Review of Morning Talk with Panels, Topics, Guests.  Analysis shows 80% of non-commercial airtime dedicated to exploring
  • Linear Thought Pattern 1: the the mindset of the positioning dominator-type, the linear approach to forcing values and objectives, must get from Point A to Point B and the line is all there is; security is my place on this line and I must get ahead on it or be kicked off, stepped on or over.  The structure itself limits options for progress to goals; this line is all I have;  over the mindset of 
  • Web Thought Pattern 2: the problem-solver, the web-approach to fostering values and objectives. The structure itself offers alternate routes to goals. If this doesn't work, we have this other strand, or this other one.
Findings:

1. Where the difference in mindset was highlighted on the program by Mika the Wise, the Hierarchical Linears could not, could not, absolutely could not,see an alternative to their Linear approach. For them, it was return immediately to fight, knock people off the line, knock the guy off who is at the top of the pyramid, how did we lose, how do we get that place on the line back, and how to reposition to move ahead for oneself.

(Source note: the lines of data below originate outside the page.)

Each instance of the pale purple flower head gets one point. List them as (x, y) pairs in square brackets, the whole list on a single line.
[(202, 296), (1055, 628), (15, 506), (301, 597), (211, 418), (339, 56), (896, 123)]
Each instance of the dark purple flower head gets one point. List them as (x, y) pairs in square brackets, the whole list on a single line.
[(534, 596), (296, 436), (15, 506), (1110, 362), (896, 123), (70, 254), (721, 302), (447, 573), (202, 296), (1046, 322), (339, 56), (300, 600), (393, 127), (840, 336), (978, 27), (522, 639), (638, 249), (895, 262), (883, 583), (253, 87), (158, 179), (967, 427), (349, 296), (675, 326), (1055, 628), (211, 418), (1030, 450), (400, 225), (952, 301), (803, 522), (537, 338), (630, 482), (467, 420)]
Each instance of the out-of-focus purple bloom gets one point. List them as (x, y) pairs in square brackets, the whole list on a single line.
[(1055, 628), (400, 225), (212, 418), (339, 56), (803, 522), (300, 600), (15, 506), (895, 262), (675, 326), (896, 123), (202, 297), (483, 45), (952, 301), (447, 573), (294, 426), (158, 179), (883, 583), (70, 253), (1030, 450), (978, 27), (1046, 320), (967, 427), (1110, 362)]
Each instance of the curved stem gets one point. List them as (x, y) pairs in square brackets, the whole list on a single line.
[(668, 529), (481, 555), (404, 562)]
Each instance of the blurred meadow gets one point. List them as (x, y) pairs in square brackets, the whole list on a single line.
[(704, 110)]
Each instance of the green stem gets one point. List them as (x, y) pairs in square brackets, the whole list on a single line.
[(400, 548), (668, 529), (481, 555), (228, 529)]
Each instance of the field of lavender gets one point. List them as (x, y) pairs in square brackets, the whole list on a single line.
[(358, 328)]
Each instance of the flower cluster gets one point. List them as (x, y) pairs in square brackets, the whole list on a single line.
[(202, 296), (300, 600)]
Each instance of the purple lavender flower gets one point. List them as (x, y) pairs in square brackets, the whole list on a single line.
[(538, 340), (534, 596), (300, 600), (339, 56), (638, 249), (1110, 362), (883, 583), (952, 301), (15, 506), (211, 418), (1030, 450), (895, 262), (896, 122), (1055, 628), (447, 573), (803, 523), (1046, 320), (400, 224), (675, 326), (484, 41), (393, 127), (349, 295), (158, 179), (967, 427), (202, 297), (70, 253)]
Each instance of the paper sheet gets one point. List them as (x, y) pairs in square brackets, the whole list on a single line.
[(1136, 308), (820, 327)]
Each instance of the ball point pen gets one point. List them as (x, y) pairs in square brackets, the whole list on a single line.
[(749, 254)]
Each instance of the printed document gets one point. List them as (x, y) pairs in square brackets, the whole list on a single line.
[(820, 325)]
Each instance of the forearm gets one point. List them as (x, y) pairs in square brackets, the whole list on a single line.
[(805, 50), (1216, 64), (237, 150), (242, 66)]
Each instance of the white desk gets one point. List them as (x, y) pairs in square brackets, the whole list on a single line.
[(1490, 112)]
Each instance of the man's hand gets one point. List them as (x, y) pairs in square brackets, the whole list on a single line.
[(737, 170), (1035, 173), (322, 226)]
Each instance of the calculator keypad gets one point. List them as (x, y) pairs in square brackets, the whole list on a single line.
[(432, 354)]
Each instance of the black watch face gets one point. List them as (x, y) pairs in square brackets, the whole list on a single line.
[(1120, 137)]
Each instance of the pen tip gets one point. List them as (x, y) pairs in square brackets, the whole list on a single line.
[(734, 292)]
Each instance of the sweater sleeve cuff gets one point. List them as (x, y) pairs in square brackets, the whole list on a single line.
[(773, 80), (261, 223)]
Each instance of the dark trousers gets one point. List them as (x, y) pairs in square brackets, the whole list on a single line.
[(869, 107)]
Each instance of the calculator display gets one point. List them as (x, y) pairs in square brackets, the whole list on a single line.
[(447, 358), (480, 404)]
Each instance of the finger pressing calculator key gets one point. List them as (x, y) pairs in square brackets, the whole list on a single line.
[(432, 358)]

2.  The Webs, however, confronted with Linears, easily saw and had access to other options to achieve their goals, including becoming Linear temporarily. Point A on a web offers many choices to getting to Point B on the web. Duck, dodge, go around, nobody needs to be knocked off.  Security is the center of a web so that even strands destroyed do not shake the center.

3.  Accordingly, the common good requires that MSNBC give airtime to exploring the merits of a web-based approach to problem-solving, now that the linears have completely tangled their misbegotten, single lifeline, and will drag us all down.

Coffee break:

Why cannot Scarborough be fair? **
Lines, and rules, 
And labels are there.
Life for such is a place on the line.
Without that one line, 
Do I exist? I am where?
Pass the bloke a web.

Further discussion:

  • The Commission also notes that the issue of aggression toward women appears to be correlated to circumstances where the women are far outnumbered by the men, by cultural restriction or other rules or practice.  See Rape Incites Women to Fight Culture, NYT http://www.nytimes.com/2012/12/31/world/asia/rape-incites-women-to-fight-culture-in-india.html?pagewanted=all&_r=0d.  No wonder Mika's comments get sidetracked so often.  It appears that masculinized sex ratios lead to an enhanced pack mentality, leading men to act more violently toward women when in that pack, than individuals may otherwise behave. Morniing Talk:  benefit by demasculinizing the sex ratios in discussions of news, current events, social topics. Ignoring, devaluing any group, including women is violence. Just ask us.
  • A Grand Bargain, combining various topics for resolution at once, is impossible where there is a strong linear presence in thought pattern. A Grand Bargain is only possible where there are web-thinkers on both sides, such being capable of fancy footwork and perspective, whereas linear thinkers can only hang on to their place on the line. Accordingly, a president who can assess the linears and their limitations as accurately as this president can, is to be applauded for acting in increments, step by step, to achieve what web-thinkers, if substantially represented on both sides, could well have done on their own.
  • Democracy requires web thinking on both sides;  linear thinking untempered by web appreciation, leads to autocracy.